Cela onde esteve Camilo Castelo Branco
©blog A Vida em Fotos
O cárcere durou um ano e dezasseis dias, período em que recebe a
visita do rei D. Pedro V. Aqui, Camilo ocupou o tempo a escrever, entre outros
escritos, num momento psicológico de alta tensão trágica, em quinze dias, o Amor de Perdição (1862), baseado em
factos reais da sua história familiar – o seu tio paterno Simão António Botelho,
mas largamente coloridos pela mestria da sua pena do escritor – onde a
realidade se confunde com a imaginação do autor que está a viver o que o seu
antepassado terá também sofrido.
in D. Pedro V, Um
Homem e Um Rei (Ruben Andresen Leitão, 1950)
Julgados em tribunal, acabaram por ser absolvidos do processo porque o
marido de Ana Plácido morrera e, portanto, terminara o crime de adultério.
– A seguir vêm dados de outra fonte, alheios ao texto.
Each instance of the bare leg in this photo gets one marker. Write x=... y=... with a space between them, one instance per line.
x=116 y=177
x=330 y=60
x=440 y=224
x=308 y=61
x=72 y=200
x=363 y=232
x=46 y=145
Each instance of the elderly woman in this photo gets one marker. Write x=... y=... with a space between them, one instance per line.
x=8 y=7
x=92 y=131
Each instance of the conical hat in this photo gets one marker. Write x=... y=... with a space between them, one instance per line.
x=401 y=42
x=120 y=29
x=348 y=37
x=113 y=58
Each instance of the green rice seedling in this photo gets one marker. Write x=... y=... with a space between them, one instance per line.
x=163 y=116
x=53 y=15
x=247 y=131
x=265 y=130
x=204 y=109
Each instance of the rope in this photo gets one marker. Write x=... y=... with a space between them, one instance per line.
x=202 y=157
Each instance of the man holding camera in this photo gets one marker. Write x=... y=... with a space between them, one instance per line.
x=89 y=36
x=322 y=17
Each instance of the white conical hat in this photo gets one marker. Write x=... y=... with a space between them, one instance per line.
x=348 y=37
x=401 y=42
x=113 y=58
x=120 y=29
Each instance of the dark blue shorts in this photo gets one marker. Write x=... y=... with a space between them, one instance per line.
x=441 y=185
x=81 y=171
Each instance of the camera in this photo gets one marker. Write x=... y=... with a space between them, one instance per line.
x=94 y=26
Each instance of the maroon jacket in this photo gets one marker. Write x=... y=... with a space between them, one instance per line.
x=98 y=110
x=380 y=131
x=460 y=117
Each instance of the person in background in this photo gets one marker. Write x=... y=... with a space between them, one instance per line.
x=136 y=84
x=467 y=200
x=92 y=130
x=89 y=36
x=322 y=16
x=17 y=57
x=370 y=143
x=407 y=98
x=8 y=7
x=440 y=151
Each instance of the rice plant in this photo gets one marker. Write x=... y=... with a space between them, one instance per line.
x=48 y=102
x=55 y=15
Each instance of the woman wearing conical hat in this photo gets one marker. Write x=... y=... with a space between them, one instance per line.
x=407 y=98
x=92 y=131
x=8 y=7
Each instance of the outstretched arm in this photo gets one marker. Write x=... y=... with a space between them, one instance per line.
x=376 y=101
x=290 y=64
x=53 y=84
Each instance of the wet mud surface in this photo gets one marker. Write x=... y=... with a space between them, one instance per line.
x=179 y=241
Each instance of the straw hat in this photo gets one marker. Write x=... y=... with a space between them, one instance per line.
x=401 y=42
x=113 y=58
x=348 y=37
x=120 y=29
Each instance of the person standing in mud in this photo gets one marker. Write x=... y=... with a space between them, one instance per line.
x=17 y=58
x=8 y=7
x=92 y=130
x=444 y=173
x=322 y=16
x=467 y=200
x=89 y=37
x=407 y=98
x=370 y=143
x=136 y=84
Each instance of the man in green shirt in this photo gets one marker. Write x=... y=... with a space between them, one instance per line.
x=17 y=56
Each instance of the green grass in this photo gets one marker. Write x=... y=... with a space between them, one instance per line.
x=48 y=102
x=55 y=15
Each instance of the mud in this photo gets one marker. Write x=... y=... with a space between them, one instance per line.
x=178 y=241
Passaram
a viver juntos, finalmente.
Página de Alberto Pimentel ― Notas sôbre o Amor de Perdição.
Claro que não vou deixar passar esta conversa sem uma referência à sua
1.ª edição e à mais bela encadernação que vi (infelizmente só em fotografia)
desta obra importante do nosso panorama literário (hoje um pouco relegada para
seguindo plano, assim como toda a obra deste talentoso escritor)
Castelo Branco (Camilo) – Amor de Perdição (memórias d'uma família).
Porto; Em Casa de N. Moré - Editor. 1862. In-8º gr. de XI, 249 p. il. - Encadernado.
Raríssima primeira edição do mais popular romance de Camillo.
"A novela de paixão amorosa mais intensa e profunda que se tenha
escrito na Península" .
Unamuno.
Chamo especial atenção para a maravilhosa encadernação inteira em
marroquim verde, com lindíssimo e original trabalho a ouro nas pastas, lombada
e seixas. Corte das folhas impecavelmente douradas. (encadernador francês?)
Ex-libris, na folha de guarda, do conhecido bibliófilo Emílio
Monteiro. Sem capas de brochura, e discreta assinatura da época. Muito limpo e
muito bem conservado. Exemplar muito atractivo.
Magnífica Peça de Colecção.
©Gabriela Gouveia
– Livros Antigos (28/05/2015)
E assim desta conversa entre amigos, de um livrito (sem qualquer desprimor
para o livreiro-antiquário), se construiu uma reflexão que muitas vezes fazemos
quando entram nas nossas bibliotecas livros que nos recordam outros.
Saudações bibliófilas com votos de uma boa semana.